En fait, le film a les qualités de ses défauts. Ce souci justement de l'exhaustivité à tout prix fait souvent basculer l'oeuvre dans le défaut du livre d'Histoire illustré, veillant à bien mettre en scènes les moments marquants de la période, comme celui du "serment du jeu de paume", pour ne citer que celui-ci. Cet aspect parfois catalogue vaut aussi pour certaines formules célèbres prononcées par les acteurs de cette Révolution. En fait, la vision des événements qu'offre le film correspond beaucoup à une vision scolaire de la période, telle qu'elle était enseignée jusque dans les années 1980. Corseté par la nécessité de la reconstitution, la chronique peine à s'affranchir de l'exposé des faits, dates et symboles. Les événements marquants s'enchaînent sans que s'impose une vision singulière et réellement critique, même si l'on a pu accuser le film d'avoir une vision très dantoniste des faits.

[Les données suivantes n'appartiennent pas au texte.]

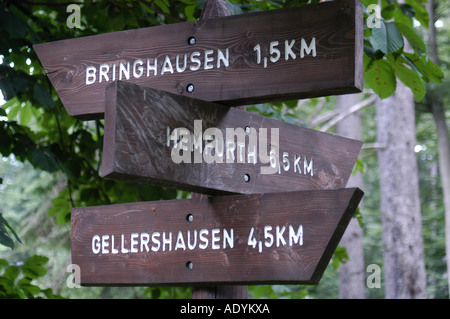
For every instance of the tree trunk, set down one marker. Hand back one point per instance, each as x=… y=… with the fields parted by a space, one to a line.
x=404 y=266
x=437 y=108
x=351 y=274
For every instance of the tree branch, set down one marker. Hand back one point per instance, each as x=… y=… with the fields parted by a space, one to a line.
x=342 y=115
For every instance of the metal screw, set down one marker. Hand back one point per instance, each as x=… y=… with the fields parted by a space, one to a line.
x=190 y=88
x=192 y=41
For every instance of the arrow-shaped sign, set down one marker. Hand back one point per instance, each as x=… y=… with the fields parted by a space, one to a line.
x=313 y=50
x=175 y=141
x=249 y=239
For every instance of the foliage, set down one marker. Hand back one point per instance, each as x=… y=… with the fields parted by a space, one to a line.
x=16 y=281
x=35 y=127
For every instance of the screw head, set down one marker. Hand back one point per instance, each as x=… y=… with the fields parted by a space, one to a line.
x=192 y=41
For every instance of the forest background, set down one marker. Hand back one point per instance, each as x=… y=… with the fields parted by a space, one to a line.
x=50 y=162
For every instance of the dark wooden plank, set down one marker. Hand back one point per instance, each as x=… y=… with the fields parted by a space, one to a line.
x=235 y=71
x=222 y=253
x=136 y=147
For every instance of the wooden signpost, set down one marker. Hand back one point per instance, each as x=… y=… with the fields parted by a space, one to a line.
x=175 y=141
x=291 y=53
x=277 y=238
x=277 y=206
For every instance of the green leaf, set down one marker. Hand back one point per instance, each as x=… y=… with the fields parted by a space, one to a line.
x=44 y=159
x=381 y=78
x=25 y=114
x=43 y=96
x=421 y=13
x=34 y=266
x=387 y=38
x=413 y=38
x=340 y=256
x=5 y=239
x=13 y=24
x=410 y=78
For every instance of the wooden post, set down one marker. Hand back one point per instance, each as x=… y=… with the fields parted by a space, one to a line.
x=216 y=9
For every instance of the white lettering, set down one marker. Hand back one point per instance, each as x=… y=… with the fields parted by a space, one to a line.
x=194 y=59
x=167 y=66
x=153 y=67
x=140 y=68
x=224 y=58
x=96 y=244
x=208 y=59
x=309 y=49
x=181 y=70
x=103 y=73
x=124 y=71
x=90 y=75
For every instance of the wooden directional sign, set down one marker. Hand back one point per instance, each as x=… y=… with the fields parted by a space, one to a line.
x=249 y=239
x=175 y=141
x=313 y=50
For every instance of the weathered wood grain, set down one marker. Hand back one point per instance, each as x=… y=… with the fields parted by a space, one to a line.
x=323 y=215
x=135 y=146
x=336 y=69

"Notre but est d'abord de distraire le spectateur, de lui faire voir ça avec intérêt : s'il a vu la première époque, qu'il ait envie de voir la seconde parce qu'il y a suspense - même si en France, on connaît l'Histoire... Mais combien de français connaissent l'Histoire de la Révolution française, et combien d'écoliers, de lycéens, d'étudiants l'apprennent ? Notre parti est celui du film, du spectacle. Ce n'est pas une leçon d'Histoire qu'on impose à coups de citations et au détriment du plaisir" justifiait le producteur Alexandre Mnouchkine dans sa démarche.


Robespierre (gauche) et Camille Desmoulins (François Cluzet), siégeant à la Convention Nationale / capture d'écran

Le film s'achève de manière émouvante : par de la pure fiction. Soit l'enfant de Camille Desmoulins et ceux de Danton, préparant une aube nouvelle pour l'Humanité, tandis que l'on entend une citation de George Danton, en voix off. Une citation aussi superbe qu'apocryphe d'ailleurs, puisqu'il n'a en effet jamais prononcé ou écrit celle-ci. Il n'empêche...

"Nous avons brisé la tyrannie des privilèges en abolissant ces pouvoirs auxquels n'avait droit aucun homme. Nous avons mis fin au monopole de la naissance et de la fortune dans tous ces grands offices de l'État, dans nos églises, dans nos armées, dans toutes les parties de ce grand corps magnifique de la France.

Nous avons déclaré que l'homme le plus humble de ce pays est l'égal des plus grands. Cette liberté que nous avons acquise pour nous-mêmes nous l'avons affectée aux esclaves et nous confions au monde la mission de bâtir l'avenir, sur l'espoir que nous avons fait naître.

C'est plus qu'une victoire dans une bataille, plus que les épées et les canons et toutes les cavaleries de l'Europe. Et cette inspiration, ce souffle pour tous les hommes, partout, en tout lieu, cet appétit, cette soif de liberté, jamais personne ne pourra l'étouffer".

Pourquoi terminer ainsi, sur ces mots, le film ? "En fait, nous avions en tête la vraie fin : la mort de Robespierre. Une mort joyeuse - sauf pour lui- en plein été. Les femmes se sont mises en décolleté, elles chantent, elles jettent des fleurs, elles plaisantent. Tout le monde est très gai, c'est la fin de la Terreur... Imaginez Paris libéré... On pouvait terminer là-dessus, mais c'était affreux., réductif" expliquait Mnouchkine. "Alors on a cherché une autre fin. Avec la voix de Danton qui revient, en off, nous avons voulu montrer que tous ces gens ne sont pas morts pour rien, que leurs idées ont mis du temps à s'appliquer : on a mis cent ans à refaire une république, cinquante ans à libérer les esclaves. Quant aux droits de l'homme et du citoyen dans le monde..."

Sorti à l'automne 1989, le film fut malheureusement un échec commercial. Une vraie  injustice, tant l'oeuvre est loin, très loin d'être dénuée de qualités, au-delà de ses vraies vertues pédagogiques. A découvrir donc si vous ne l'avez jamais vu. La Révolution française - Les années lumière et La Révolution française - les années terribles restent, 29 ans après sa sortie, un film référence sur cette période aussi passionnante que terrible de notre Histoire.